The fear of using a whip/drill has always proffered questions/doubts! If you whip fast enough, you can create a vortex which will draw air into the wine. I've found that if you keep moving the whip around and maybe slow it a bit, you can prevent that vortex and not have to worry about oxygenating. "Just Whip It"!!! LOL


----------



## Bhushan Thatte (Mar 16, 2021)

I recently bottled the DDDB wine, but sound it's carbonating.Actually wine is quite clear and taste is very nice.... but much carbonating wine after I bottled it. Guys any solution?


----------



## Rice_Guy (Mar 16, 2021)

* IF the db was minimally degassed and not sweetened you should be OK. A normal wine bottle should hold 1.5 atmosphere and the heavier normal bottle usually does 2. (Champagne is 3 atmospheres)
* IF you back sweetened and are refermenting it’s time to say oh sugar! Pour back in the carboy to let it ferment. It should have potassium sorbate to prevent refermentation.


----------



## Bhushan Thatte (Mar 17, 2021)

Rice_Guy said:


> * IF the db was minimally degassed and not sweetened you should be OK. A normal wine bottle should hold 1.5 atmosphere and the heavier normal bottle usually does 2. (Champagne is 3 atmospheres)
> * IF you back sweetened and are refermenting it’s time to say oh sugar! Pour back in the carboy to let it ferment. It should have potassium sorbate to prevent refermentation.



Thanks Madison.
yes, it's quite minimal sweet, but still looks like carbonating, hence my earlier query.

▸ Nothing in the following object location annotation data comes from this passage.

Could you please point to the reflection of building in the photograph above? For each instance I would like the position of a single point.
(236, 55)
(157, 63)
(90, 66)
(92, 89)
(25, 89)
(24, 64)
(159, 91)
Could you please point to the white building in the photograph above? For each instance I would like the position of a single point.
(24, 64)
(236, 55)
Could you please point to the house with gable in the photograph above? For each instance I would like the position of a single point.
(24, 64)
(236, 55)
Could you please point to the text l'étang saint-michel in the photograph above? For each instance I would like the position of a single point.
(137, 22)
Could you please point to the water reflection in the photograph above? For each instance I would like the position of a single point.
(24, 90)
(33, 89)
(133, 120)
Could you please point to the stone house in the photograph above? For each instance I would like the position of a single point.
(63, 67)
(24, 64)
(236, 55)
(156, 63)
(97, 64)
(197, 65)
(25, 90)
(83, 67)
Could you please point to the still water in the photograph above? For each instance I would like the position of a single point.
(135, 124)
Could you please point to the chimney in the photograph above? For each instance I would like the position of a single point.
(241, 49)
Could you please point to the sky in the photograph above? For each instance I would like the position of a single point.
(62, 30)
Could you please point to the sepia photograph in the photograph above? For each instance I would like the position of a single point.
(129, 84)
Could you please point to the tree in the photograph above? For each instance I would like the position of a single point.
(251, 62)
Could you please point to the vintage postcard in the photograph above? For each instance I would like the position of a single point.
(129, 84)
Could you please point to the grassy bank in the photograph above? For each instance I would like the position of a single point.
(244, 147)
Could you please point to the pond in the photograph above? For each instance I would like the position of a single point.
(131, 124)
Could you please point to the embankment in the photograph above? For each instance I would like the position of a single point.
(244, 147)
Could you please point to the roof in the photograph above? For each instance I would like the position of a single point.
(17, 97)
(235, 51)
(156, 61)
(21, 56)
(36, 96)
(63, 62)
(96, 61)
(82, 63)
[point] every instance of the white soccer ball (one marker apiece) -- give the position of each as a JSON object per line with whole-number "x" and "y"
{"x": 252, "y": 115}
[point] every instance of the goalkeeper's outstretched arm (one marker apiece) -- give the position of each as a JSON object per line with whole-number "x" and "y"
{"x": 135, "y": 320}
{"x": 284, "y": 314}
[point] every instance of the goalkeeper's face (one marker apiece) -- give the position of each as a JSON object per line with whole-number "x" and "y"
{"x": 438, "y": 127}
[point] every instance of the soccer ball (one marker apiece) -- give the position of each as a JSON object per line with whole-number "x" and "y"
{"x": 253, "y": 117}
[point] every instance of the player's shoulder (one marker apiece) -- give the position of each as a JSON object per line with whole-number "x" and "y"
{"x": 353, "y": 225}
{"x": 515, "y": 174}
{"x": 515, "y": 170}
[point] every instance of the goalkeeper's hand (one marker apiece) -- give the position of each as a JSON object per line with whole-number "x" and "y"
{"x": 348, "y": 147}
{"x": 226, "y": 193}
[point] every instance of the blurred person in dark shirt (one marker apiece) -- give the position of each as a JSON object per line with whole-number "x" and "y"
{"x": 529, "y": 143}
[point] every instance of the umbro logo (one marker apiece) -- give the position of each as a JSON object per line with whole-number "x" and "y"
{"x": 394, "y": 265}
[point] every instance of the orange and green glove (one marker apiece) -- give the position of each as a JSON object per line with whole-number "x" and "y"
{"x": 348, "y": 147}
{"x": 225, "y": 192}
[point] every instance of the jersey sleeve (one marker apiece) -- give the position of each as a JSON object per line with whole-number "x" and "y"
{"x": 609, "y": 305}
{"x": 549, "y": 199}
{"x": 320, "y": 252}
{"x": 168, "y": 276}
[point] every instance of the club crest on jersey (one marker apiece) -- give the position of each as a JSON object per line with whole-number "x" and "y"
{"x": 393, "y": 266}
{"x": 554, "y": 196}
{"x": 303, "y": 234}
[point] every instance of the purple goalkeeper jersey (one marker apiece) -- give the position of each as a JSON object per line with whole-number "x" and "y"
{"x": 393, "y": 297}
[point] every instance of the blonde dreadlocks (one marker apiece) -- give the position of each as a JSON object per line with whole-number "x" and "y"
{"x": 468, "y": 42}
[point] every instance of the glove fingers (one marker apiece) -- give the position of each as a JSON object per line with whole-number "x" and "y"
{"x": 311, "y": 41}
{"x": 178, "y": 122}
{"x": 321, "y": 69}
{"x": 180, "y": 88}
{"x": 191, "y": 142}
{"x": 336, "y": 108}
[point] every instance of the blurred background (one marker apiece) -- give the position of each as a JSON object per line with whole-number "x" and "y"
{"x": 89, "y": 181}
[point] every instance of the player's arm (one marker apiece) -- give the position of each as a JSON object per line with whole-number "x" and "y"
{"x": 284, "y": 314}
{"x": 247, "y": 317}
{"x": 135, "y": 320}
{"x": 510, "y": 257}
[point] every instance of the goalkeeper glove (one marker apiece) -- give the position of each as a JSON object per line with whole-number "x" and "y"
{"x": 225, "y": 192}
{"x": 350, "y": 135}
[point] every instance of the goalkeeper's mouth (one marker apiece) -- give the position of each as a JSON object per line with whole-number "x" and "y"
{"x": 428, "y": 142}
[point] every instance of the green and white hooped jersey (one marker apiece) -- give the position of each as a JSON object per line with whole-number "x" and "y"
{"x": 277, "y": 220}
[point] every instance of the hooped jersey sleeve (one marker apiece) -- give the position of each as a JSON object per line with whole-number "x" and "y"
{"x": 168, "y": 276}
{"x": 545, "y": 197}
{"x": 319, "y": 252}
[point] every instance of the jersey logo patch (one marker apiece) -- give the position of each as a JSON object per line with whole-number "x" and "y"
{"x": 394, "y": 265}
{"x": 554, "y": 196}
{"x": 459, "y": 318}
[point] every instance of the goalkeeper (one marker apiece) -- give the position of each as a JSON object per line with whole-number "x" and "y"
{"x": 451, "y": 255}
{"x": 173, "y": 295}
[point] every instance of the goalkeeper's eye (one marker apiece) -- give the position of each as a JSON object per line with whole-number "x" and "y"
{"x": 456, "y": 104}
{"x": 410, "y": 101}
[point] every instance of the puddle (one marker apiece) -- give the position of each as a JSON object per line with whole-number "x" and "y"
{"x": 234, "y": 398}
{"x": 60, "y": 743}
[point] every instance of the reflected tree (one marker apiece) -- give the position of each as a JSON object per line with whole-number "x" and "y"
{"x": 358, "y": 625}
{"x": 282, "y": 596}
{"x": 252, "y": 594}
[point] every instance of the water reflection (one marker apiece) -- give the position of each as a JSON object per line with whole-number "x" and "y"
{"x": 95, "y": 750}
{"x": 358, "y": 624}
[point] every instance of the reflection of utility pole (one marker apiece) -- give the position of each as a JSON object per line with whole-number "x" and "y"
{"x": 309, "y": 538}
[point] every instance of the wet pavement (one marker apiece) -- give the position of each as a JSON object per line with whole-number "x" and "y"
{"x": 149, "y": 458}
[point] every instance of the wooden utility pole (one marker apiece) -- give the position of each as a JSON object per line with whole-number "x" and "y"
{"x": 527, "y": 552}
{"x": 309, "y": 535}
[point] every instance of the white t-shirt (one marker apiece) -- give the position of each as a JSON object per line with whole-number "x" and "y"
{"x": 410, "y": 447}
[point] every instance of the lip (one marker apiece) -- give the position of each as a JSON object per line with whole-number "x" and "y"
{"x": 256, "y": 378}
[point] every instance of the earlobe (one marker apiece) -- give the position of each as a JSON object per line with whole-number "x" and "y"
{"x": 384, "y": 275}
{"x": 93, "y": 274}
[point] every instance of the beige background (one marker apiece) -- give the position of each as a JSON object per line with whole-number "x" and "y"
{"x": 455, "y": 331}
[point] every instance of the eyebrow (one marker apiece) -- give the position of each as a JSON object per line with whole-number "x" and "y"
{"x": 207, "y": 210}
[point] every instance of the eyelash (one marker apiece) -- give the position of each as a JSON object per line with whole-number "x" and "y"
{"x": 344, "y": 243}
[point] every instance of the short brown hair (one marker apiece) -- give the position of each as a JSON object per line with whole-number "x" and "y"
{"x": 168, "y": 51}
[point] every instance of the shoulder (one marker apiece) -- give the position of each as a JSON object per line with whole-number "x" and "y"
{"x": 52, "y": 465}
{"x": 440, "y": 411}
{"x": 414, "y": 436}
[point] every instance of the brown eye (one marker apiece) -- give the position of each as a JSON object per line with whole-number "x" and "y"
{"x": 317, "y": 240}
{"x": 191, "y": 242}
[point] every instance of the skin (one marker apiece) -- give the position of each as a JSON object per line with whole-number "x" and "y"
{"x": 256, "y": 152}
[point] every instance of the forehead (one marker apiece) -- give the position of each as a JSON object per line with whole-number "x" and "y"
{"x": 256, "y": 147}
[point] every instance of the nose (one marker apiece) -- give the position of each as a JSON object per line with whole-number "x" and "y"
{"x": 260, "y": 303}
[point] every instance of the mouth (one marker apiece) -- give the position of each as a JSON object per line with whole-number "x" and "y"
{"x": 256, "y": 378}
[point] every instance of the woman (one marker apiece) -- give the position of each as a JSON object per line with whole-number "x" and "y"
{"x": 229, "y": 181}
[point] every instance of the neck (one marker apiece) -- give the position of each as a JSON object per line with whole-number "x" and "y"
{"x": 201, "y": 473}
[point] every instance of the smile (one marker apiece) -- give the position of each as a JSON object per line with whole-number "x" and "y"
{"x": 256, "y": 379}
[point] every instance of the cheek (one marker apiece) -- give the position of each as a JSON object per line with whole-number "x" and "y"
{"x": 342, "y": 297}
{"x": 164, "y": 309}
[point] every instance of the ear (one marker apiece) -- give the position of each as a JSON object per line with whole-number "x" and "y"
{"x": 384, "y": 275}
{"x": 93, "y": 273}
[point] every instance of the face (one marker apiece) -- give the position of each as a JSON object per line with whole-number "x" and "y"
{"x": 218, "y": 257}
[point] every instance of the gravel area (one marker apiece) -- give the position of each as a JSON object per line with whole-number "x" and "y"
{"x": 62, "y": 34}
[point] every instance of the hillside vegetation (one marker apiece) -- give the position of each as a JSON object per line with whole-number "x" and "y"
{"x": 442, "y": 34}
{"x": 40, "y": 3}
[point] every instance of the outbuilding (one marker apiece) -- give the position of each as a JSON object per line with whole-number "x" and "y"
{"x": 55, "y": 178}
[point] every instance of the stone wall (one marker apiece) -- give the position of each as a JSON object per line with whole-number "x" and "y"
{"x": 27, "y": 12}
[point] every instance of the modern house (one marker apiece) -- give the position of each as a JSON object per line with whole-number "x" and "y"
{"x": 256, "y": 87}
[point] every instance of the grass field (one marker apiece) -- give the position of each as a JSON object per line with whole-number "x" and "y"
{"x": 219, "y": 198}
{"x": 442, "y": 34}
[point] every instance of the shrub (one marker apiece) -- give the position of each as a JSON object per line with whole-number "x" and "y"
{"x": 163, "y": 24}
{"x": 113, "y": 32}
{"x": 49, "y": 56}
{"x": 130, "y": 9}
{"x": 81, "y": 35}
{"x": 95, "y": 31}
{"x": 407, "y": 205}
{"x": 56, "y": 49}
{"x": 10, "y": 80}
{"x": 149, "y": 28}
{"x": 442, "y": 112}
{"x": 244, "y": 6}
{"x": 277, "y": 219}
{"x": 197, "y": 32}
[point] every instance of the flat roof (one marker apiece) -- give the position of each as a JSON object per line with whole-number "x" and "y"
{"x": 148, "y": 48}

But based on your 1st point - it seems OK. Another curious question about the 1.5 atmosphere you talk about - Can you educate me more about it and how important is this concept w.r.t. wine?


----------



## Rice_Guy (Mar 17, 2021)

measuring in atmospheres is one of a dozen ways to talk about pressure, it means “the weight/ normal pressure that air pushs on a soda bottle”. IF the soda in a bottle is gassed above one atmosphere the bottle will feel fat, if it is a non-carbonated water/ zero atmospheres pressure you can press the bottle in. ,,,, The term is useful in soda factories, if I wanted to be more accurate I would measure in PSIG, pounds per square inch, as an air compressor might deliver 100 psig to a nailing gun, one atmosphere is defined as 14.696 psig.


Bhushan Thatte said:


> . Another curious question about the 1.5 atmosphere you talk about - Can you educate me more about it and how important is this concept


_how important? ,, _a gas dissolved in a liquid follows Henry’s Law
. . . . . . dissolved gas equals K (constant) times partial pressure . . . . . . .
therefore if I am making a soda/beer/ sparkling wine product I can produce a uniform product by simply monitoring the pressure coming off the CO2 tank, or in the quality lab I can check what the plant folks did by pushing a needle into the head space and measuring the pressure.
K is a “dirty” number because it depends on what the beer/ soda is made up of ie will vary with alcohol minerals and temperature, but is a good predictor of how much gas the factory needs to have in the tanks for any one product.


----------



## Bhushan Thatte (Mar 17, 2021)

Rice_Guy said:


> measuring in atmospheres is one of a dozen ways to talk about pressure, it means “the weight/ normal pressure that air pushs on a soda bottle”. IF the soda in a bottle is gassed above one atmosphere the bottle will fell fat, if it is a non-carbonated water/ zero atmospheres pressure you can press the bottle in. ,,,, The term is useful in soda factories, if I wanted to be more accurate I would measure in PSIG, pounds per square inch, as an air compressor might deliver 100 psig to a nailing gun, one atmosphere is defined as 14.696 psig.
> 
> _how important? ,, _a gas dissolved in a liquid follows Henry’s Law
> . . . . . . dissolved gas equals K (constant) times partial pressure . . . . . . .
> ...


Thanks lot for great info....


----------